I process this interface file with SWIG 1.3.29 with -
c++ -perl:
--
%module bug;
enum Test { X,Y,Z };
%include "typemaps.i"
%apply int *OUTPUT { Test &out };
void test(Test &out);
--
The result is surprising: In test() function, Test is
considered an output argument, but it is wrapped as
SWIGTYPE_p_Test, not returned as an integer. (It
doesn't change if I say "enum Test &out" or if I
say "int &OUTPUT".) It shows that the %apply is not
ignored (without it, Test & is wrapped as in *input*
pointer, not an argout pointer) but the body of the
typemap is...
When I create an explicit %typemap(in) and %typemap
(argout) for Type &out, all works fine.
I expected to be able to tell swig, "enum looks like
an int so treat it like an int". Was my expectation
wrong?
Logged In: YES
user_id=1631419
Seems to be a symptom of 1592239.
Your SWIG code is fine.
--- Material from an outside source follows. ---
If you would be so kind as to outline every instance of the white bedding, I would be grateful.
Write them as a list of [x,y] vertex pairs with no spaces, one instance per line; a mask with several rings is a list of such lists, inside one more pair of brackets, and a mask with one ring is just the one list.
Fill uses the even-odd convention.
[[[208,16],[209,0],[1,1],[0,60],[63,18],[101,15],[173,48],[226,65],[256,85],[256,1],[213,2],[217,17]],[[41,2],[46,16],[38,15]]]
A snippet from generated code looks like this to me in swig-2.0.1:
if (SWIG_IsTmpObj(res1)) {
if (argvi >= items) EXTEND(sp,1); ST(argvi) = SWIG_From_int SWIG_PERL_CALL_ARGS_1((*arg1)); argvi++ ;
} else {
int new_flags = SWIG_IsNewObj(res1) ? (SWIG_POINTER_OWN | 0) : 0;
if (argvi >= items) EXTEND(sp,1); ST(argvi) = SWIG_NewPointerObj((void*)(arg1), SWIGTYPE_p_Test, new_flags); argvi++ ;
}
So it can get treated as an integer and if you debug this you'll find it is. Using this perl code:
$c = example::test();
print "c: $c\n";
However, if you are unhappy with the generated code, you can use your own typemaps. Incidentally, you can use the swig -debug-tmused option to see which typemaps are being used and then look at the preprocessed output (using swig -E) to find the exact typemap (note that there is a chance of having more than one typemap with the same).